I thought I would bring to your attention another one of the players, whose family believes was the inspiration for Geena Davis' character.
In late 2008 I had the opportunity to officiate the funeral service for Dorothy "Dottie" Naum Parker. You can read more information about her here:
Im not interested in getting into an argument about who's right. I just thought I'd bring to your attention another player (who's family believes was the inspiration for Geena's character in the movie). I would say, though that she had the same nickname "Dottie" and she left the game when she got married and then moved away (to Galesburg, IL).
Thanks for your writing!
Rev. Dr. David B. Parker (no relation to Dottie Naum Parker)
Pastor, First Presbyterian Church
Dottie Naum played with South Bend, Kenosha and Kalamazoo from 1946-1953, before leaving the league and marrying Ron Parker.

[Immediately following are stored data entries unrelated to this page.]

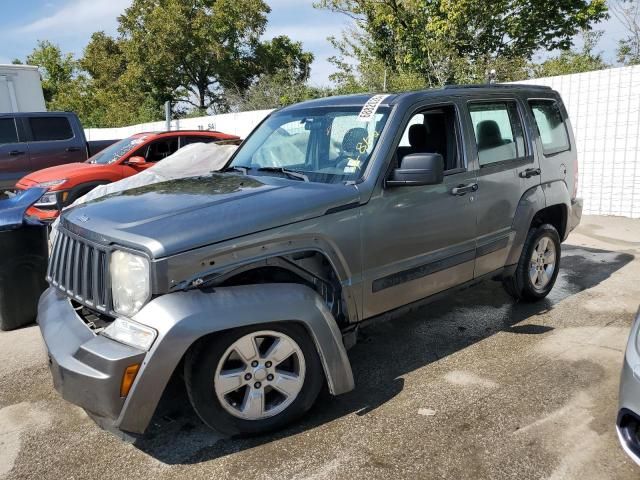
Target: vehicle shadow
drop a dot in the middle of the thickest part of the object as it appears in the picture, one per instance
(388, 350)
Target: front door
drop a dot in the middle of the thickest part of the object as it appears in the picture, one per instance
(14, 154)
(420, 240)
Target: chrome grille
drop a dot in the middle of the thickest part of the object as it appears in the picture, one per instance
(80, 270)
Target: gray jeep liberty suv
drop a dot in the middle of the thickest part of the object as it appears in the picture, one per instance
(251, 283)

She didn't hit like Geena Davis' character, but she could pitch (like her sister, Kit, eh?) leading the league in ERA in 1951. So we're talking about one of the AAGPBL's better players here. And her baseball card, pictured above, is reminiscent of Geena Davis throwing off the mask and going after a foul ball in the movie.
There's little reason to doubt that Dottie Kamenshek, Pepper Paire-Davis and Dottie Naum Parker all inspired the movie and are big reasons why so many fans enjoy it as much as they do. May they all rest in peace. And thanks for writing, Rev. Parker.